Le ciel est par terre : des vies ratées

La pièce Les Présomptions de l’auteur français Guillaume Poix avait été sélectionnée à la Mousson d’hiver 2013. Il revient cet été avec Et le ciel est par terre, une lecture qu’il dirige lui-même, au pupitre, rendant aux mots la place primordiale qu’ils occupent à la Mousson et faisant entendre, sans artifice, sa pièce où s’aimer n’est que souffrance quand on ne parvient à se le dire. Une sobriété salutaire pour un texte poignant sur des vies qui s’effritent autour des thèmes de la perte et de la reconstruction.

et le ciel est par terre
© Emile Zeizig

En ce mois d’août, une famille s’apprête mais le cœur n’y est vraiment pas car ce ne sont pas les vacances estivales qui arrivent. C’est aujourd’hui l’enterrement du père. Ne restent alors que la mère, son fils et ses deux filles. Mais il est bien difficile de vivre et de se construire lorsque tout est voué à ne plus être sous peu de temps, jusqu’au quartier où ceux qui subsistent demeurent. En effet, l’environnement résidentiel est en passe de démolition. Les mois et les saisons défilent et à défaut de s’aimer, continuer de lutter est la seule raison de vivre de ce foyer en perdition.

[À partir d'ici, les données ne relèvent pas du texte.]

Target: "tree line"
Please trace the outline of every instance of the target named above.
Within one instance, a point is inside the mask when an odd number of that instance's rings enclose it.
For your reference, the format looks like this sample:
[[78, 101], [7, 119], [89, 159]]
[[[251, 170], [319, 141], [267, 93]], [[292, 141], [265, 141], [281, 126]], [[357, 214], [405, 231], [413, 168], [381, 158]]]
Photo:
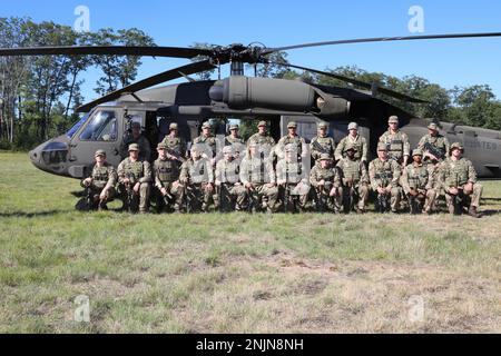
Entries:
[[[29, 18], [0, 18], [0, 47], [40, 46], [155, 46], [151, 37], [131, 28], [76, 32], [69, 26], [51, 21], [40, 23]], [[207, 48], [207, 43], [193, 47]], [[274, 62], [287, 62], [287, 53], [272, 55]], [[195, 59], [198, 60], [199, 58]], [[84, 102], [84, 73], [98, 69], [96, 95], [105, 95], [136, 80], [140, 57], [135, 56], [32, 56], [0, 57], [0, 149], [30, 149], [50, 137], [65, 132], [79, 116], [76, 108]], [[346, 87], [336, 79], [298, 72], [276, 65], [259, 65], [247, 72], [259, 77], [303, 79], [312, 83]], [[445, 89], [425, 78], [396, 78], [369, 72], [357, 67], [338, 67], [326, 71], [384, 86], [395, 91], [430, 101], [428, 105], [404, 102], [381, 95], [387, 102], [418, 117], [501, 129], [501, 101], [487, 85]], [[214, 71], [203, 72], [209, 79]], [[243, 122], [243, 130], [246, 123]], [[249, 128], [250, 129], [250, 126]]]

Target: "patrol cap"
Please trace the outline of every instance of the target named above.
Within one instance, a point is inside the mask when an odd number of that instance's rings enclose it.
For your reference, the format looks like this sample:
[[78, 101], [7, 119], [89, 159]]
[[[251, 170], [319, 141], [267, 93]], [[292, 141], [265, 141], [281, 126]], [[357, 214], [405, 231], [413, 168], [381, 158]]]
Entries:
[[137, 145], [137, 144], [129, 145], [129, 151], [138, 151], [138, 150], [139, 150], [139, 145]]
[[94, 154], [94, 157], [98, 157], [98, 156], [105, 156], [106, 157], [106, 151], [104, 149], [98, 149], [96, 151], [96, 154]]
[[287, 123], [287, 129], [289, 129], [289, 128], [296, 128], [296, 127], [297, 127], [296, 121], [291, 121], [291, 122]]
[[350, 122], [348, 125], [348, 131], [350, 130], [358, 130], [358, 123], [356, 122]]
[[387, 123], [399, 123], [399, 117], [396, 115], [392, 115], [389, 119], [387, 119]]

Et le ciel est par terre de Guillaume Poix est un texte centré sur une écriture du quotidien qui prend sa source dans le cercle familial. Si l’une des filles semble particulièrement discrète et mal dans sa peau (à cause de ses proportions) bien qu’elle serve de confidente imposée à la famille, le personnage de la mère est creusé à la perfection. C’est le rôle dont s’est emparée l’excellente Anne Benoit. Passant son temps à tout critiquer, jusqu’à la « décoration » de la tombe de son mari au cimetière pour laquelle personne ne lui a demandé son avis, elle entend bien régner en tyran sur sa famille. Le personnage est acerbe, abject avec un langage incisif composé de répliques corrosives. Elle ne mâche pas ses mots : « J’ai trois bouches à nourrir et trois bouches qui m’emmerdent » tandis que les fêlures du fils tentent d’émerger du chaos. Mais comment se construire lorsque tout autour de nous est voué à la démolition ? La mère tyrannique emporte néanmoins notre empathie lorsque nous comprenons les raisons d’un tel comportement. Le constat est amer, désolant puisque c’est bel et bien le manque d’amour le moteur des relations entre les membres de cette famille. Un amour tacite qui ne s’exprime que dans une lutte sans merci.

Alors les saisons passent, les mois s’égrainent, les trêves se font rares car artificielles, comme lorsque la mère propose un soir de réveillon de Noël au mois de février. Mais qu’est-ce qu’un répit dans une vie de souffrance ? Le besoin irrépressible pour une fois de lâcher prise et faire comme tout le monde se fait de plus oppressant autour du champ de ruines que constituent leurs existences. Et Le ciel est par terre est comme un grand cri d’amour poussé depuis le haut d’une tour. « Bientôt, on n’aura plus de vue » dit l’un des membres au moment où l’échéance de la destruction de l’immeuble d’en face devient imminente. Alors, ne restera qu’un vaste chantier, celui de toute une vie à reconstruire sur des ruines qu’il faudra consolider afin d’en faire une base solide sur laquelle ériger un avenir.